A modifier is a number that is added to a roll such as an attack roll, saving throw, or skill check. It can be positive or negative.

Monster

A monster is a nonplayer character. In general, monsters are too strange or unintelligent to be player characters, or are prevented from being them for other reasons. A monster might be a player character’s opponent or ally, or serve any other role.

Nonplayer Character (NPC)

A nonplayer character is controlled by the GM for the purpose of interacting with players and helping advance the story.

Player Character (PC)

This is a character controlled by a player.

Roleplaying

Describing a character’s actions, often while play-acting from the perspective of the character, is referred to as roleplaying. When a player speaks or describes action from the perspective of a character, it is referred to as being “in character.”

Round

In Tactical combat, a round is a unit of time equal to 6 seconds in the game world; every character who is able to act gets a turn once per round. In starship combat, rounds consist of three Phases of actions and don’t correlate to a specific amount of time.

Saving Throw

A saving throw is a d20 roll representing your character’s attempt to avoid or reduce some harmful effect.

Tier

Tier indicates scaling and is similar in meaning to “level”; it is used for computers and starships, as well as other elements.

Overview of Play

Building a basic understanding of gameplay will help you absorb the game’s mechanical details. The following are common aspects of play.

Roleplaying

Anytime you’re speaking for your character or describing her actions but aren’t in combat, you’re roleplaying. This could be haggling with a trader, describing your plan to sneak into a research station, or just having a conversation with another player “in character.” These situations often require skill checks, in which a player rolls a 20-sided die and adds her modifier from the appropriate skill, but they can also involve Spells or other special abilities. Sometimes roleplaying may progress into Tactical combat. Game Masters should encourage players to be creative and resourceful during roleplaying, while also ensuring that their actions have consequences—don’t insult an excitable crime boss unless you’re ready to defend yourself!

Exploring

This game is primarily a space opera, and exploring and experiencing new worlds are key parts of the game. Exploration might involve a single space station, a new and alien planet, a faraway Solar system, or the vast reaches of space. It might involve any aspect of roleplaying, but it always involves the GM describing the new and exciting scenes the PCs uncover and with which they can interact. Cultures, environments, and other wonders and hazards vary wildly when PCs explore new places.

Tactical Combat

When the PCs confront or are accosted by a creature or character, the game shifts to Tactical combat. Tactical combat involves characters moving around a Tactical battle map, attacking or using magic and other special abilities, and defending themselves from their enemies. In this game, attacking generally involves rolling a 20-sided die, adding modifiers to the result, and comparing the total to enemy statistics such as Armor Class to determine whether a target is hit. When their attacks hit, characters deal a variable amount of damage depending on their weapons and statistics. But of course, the enemy can do the same thing to them!

Starship Combat

In combat between starships, the PCs pilot their ship around a starship battle map, trying to maneuver into the best position to fire on their enemies without being hit themselves.

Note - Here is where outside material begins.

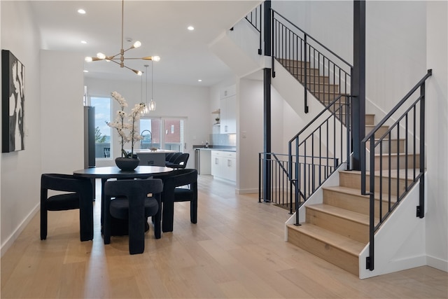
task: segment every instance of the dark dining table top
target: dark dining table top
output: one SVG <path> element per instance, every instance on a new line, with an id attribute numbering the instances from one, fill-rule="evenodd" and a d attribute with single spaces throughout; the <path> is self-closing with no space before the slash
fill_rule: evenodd
<path id="1" fill-rule="evenodd" d="M 172 168 L 163 166 L 138 166 L 134 170 L 123 171 L 116 166 L 92 167 L 75 170 L 74 175 L 80 177 L 98 179 L 134 179 L 147 178 L 153 174 L 160 174 L 172 171 Z"/>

Owen the Game Master is running five players through their latest adventure. Rob is playing Player 4, a damaya lashunta mechanic with her pet Drone VV-R9. Judy’s playing Player 5, a shirren envoy who’s fond of grenades. Amanda is playing Player 2, a ysoki technomancer who’s constantly tinkering and is best friends with James’s brooding vesk soldier, Player 3. Rounding out the party is Player 1, Jason’s human Solarian who’s a self-obsessed reality-broadcasting star.